Has the Prosperity Gospel Contributed to the Financial Crisis?

October 6th, 2008

Jonathan Walton thinks so. He’s a religion professor at the University of California at Riverside. According to his research, one of the primary teachings of the prosperity movement, that God will “make a way” for you to enjoy a better life, has progressed into something even more dangerous. Walton believes that this kind of thinking has encouraged some church goers to believe, “God caused the bank to ignore my credit score and blessed me with my first house.” He says the results have been “disastrous, because they pretty much turned parishioners into prey for greedy brokers.”

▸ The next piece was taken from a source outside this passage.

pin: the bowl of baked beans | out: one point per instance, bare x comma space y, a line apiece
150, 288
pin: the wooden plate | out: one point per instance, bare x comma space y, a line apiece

Walton goes on to say, “The economic boom ’90s and financial overextensions of the new millennium contributed to the success of the Prosperity message. Narratives of how ‘God blessed me with my first house despite my credit’ were common. Sermons declaring ‘It’s your season to overflow’ supplanted messages of economic sobriety,” and “little attention was paid to … the dangers of using one’s home equity as an ATM to subsidize cars, clothes and vacations.”

Will the current economic crisis challenge the prosperity message? Probably not. Walton predicts it will likely continue, since the promise of financial blessing is just as attractive when times are hard. Is there any other reason to denounce prosperity theology for the dangerous teaching that it is?